The responsibility of these cities to protect and respect human rights was discussed today at the Host City 2017 event in Glasgow. Marc Joly, head of the ‘Children Win’ campaign at the international child rights organisation Terre des Hommes, was a keynote speaker alongside executives from the IOC and Commonwealth Games, and discussed ‘The biggest issues influencing hosting decisions’.
Read Marc’s keynote speech below.
In the 12 months since Rio hosted the 2016 Olympics and Paralympics, we have seen sport’s international governing bodies, such as the International Olympic Committee, FIFA or UEFA, take some important first steps. Indeed, all three of these governing bodies, as well as the Commonwealth Games Federation, have made progress on the path of integrating Human Rights as a due consideration when rolling out their processes, in particular in connection with Mega Sporting Events.
For example, EURO 2024, the Paris 2024 Olympics and the 2026 World Cup are all events in which framing documents (such as bidding criteria or Host city contracts) must now include an explicit reference to the responsibility of organisers to respect human rights, whilst setting up and delivering the event. Terre des Hommes and its Children Win campaign have worked in coalition with other key civil society organisations to get the sport governing bodies to engage in taking these first steps.

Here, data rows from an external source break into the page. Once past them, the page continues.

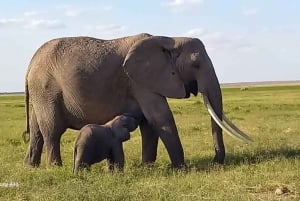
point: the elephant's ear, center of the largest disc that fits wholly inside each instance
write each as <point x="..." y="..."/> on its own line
<point x="151" y="64"/>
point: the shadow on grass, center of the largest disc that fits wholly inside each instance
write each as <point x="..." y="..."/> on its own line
<point x="247" y="158"/>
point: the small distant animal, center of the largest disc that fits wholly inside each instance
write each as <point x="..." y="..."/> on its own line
<point x="98" y="142"/>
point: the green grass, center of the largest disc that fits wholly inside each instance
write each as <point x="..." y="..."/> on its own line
<point x="271" y="116"/>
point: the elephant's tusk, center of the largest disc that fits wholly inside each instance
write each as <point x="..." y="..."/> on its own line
<point x="231" y="130"/>
<point x="231" y="125"/>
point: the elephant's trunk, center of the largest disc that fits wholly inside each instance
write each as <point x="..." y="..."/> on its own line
<point x="213" y="100"/>
<point x="214" y="96"/>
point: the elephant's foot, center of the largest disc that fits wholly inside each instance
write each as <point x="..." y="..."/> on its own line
<point x="219" y="158"/>
<point x="54" y="159"/>
<point x="33" y="155"/>
<point x="53" y="154"/>
<point x="32" y="158"/>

What do we mean by incorporating human rights into the planning and delivery of Mega Sporting Events? Well, this should imply that when constructing sports infrastructure for the event, workers are duly paid, have decent working schedules and conditions. It should imply that supply chains are free from child labour. Or, when communities and families are evicted and moved to a new location to make way for sporting facilities, that the process should not violate child rights – for example, by ensuring proper access to schools and health centres in the new location.
It is important to understand that the prevention of human rights and child rights violations, as well as respect of anti-corruption standards, are both key elements when considering the social components of ‘sustainability’. Usually understood in the context of its economic and environmental aspects , social sustainability has begun to gather momentum and importance over the last two years when debating the ‘sustainability’ of sporting events.

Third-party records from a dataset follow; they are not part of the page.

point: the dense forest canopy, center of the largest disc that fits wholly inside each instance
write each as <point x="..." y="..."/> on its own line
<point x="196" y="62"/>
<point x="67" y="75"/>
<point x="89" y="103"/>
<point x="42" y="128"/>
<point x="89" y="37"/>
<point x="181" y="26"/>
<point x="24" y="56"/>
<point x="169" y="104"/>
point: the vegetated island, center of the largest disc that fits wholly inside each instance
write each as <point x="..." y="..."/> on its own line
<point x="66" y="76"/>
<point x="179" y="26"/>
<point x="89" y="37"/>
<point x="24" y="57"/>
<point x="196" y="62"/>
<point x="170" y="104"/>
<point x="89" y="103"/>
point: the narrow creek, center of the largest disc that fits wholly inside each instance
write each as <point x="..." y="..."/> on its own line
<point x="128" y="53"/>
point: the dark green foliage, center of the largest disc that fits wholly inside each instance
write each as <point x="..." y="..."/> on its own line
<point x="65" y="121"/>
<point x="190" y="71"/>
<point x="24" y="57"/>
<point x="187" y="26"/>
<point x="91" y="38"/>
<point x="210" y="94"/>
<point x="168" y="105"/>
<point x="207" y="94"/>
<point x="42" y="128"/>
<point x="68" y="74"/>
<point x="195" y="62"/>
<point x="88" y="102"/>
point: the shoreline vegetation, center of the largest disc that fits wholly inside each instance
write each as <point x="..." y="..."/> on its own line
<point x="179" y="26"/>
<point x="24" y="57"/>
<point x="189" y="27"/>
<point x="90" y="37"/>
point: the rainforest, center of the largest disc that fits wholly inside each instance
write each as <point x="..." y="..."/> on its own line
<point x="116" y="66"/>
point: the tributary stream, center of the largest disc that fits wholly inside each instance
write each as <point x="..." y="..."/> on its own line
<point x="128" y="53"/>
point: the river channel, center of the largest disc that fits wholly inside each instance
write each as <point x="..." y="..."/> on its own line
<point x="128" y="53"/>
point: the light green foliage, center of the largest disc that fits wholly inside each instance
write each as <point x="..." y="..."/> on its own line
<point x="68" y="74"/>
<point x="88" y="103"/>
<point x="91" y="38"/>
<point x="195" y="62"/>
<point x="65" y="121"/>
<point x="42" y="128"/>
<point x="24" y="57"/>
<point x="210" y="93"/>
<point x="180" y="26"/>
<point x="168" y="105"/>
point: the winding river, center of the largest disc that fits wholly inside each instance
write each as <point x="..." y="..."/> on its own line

Take a moment to reflect on this. If an event lasting three or four weeks has life-changing consequences for many thousands of people, surely it should be organised in a way that reduces the negative impact to the minimum.

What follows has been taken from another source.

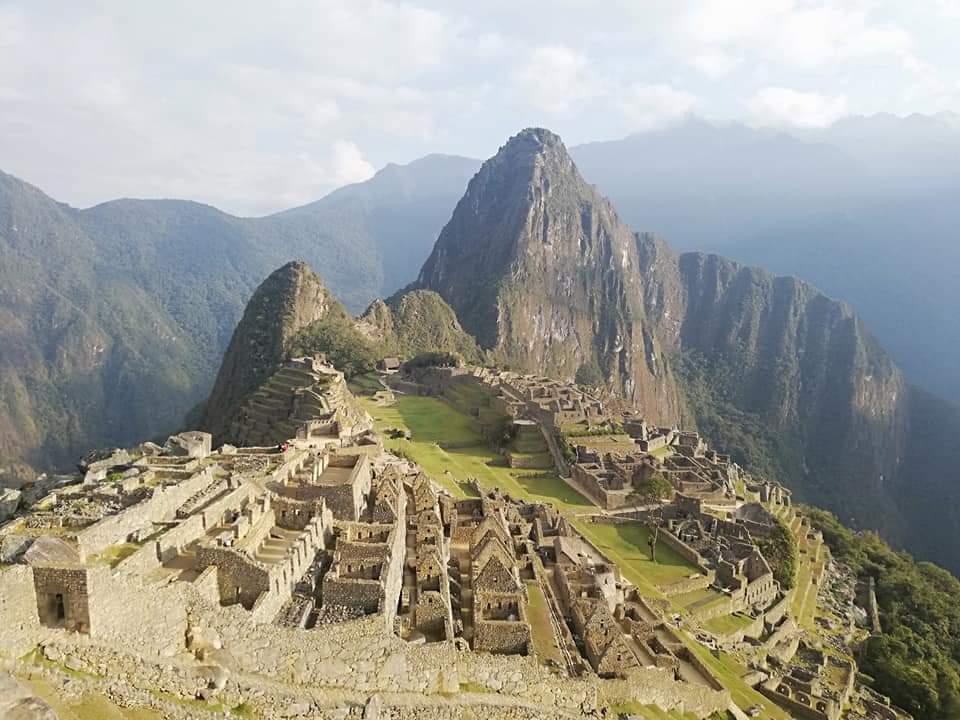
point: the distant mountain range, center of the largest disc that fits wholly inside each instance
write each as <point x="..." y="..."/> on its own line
<point x="114" y="319"/>
<point x="540" y="268"/>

Therefore these changes on paper, in the documents I have described previously, are vitally important – but, let us be clear, they only constitute the start of the journey. And, one could add, the easiest part of it.
To have the desired positive impact on the ground, for the affected groups such as workers, children or communities, the new provision in contracts and bidding documents needs to be translated into concrete decisions aiming at identifying the risks in terms of human and child rights, at taking the necessary measures to mitigate such risks, and finally ensuring that victims of potential violations get proper reparation. Stakeholders involved in the organisation of Mega Sporting Events are certainly familiar with such processes of risk assessment and management. What many actors are now requesting from sport governing bodies is that these should be applied in the area of the stakeholders’ responsibility to respect human rights.
We must engage in dialogue with the governing bodies at a global level in order to bring about these changes. As already mentioned, this is producing results. However, this strategy must be complemented at a national and local level in order to be truly effective. Indeed, it is the host cities and/or the national sport organisations which make the decisions which really change the lives of people impacted by Mega Sporting Events. Thus, having host cities sensitised to the importance of human rights and anti-corruption, should be non-negotiable when seeking the effective implementation of such a framework .
Processes at ground level have already started. The involvement of stakeholders including communities or trade unions are, for example, foreseen in the frame of the Paris 2024 Olympic Games. The same applies in the preparation of the bid for Euro 2024, where cities hosting matches will be required to take into account the new human rights requirements – including labour and child rights – designed by UEFA in its bidding documents of May 2017.
It is important that the work at global level is reinforced by implementing strategies at national and local level. Initiatives at both levels should be mutually supporting each other.
The implementation of human rights due diligence by organisers of Mega Sporting Events in particular, and the world of sports in general, is thus now at an important crossroads. Sport governing bodies have to show that all this is not only about having good intentions and nice words on paper but also thoughtful, concrete and accountable ways of implementation.
For this reason, there still needs to be a reality check. Local stakeholders such as host cities, national sports federations or impacted communities have an important role to play to make the commitment to human rights due diligence become a reality.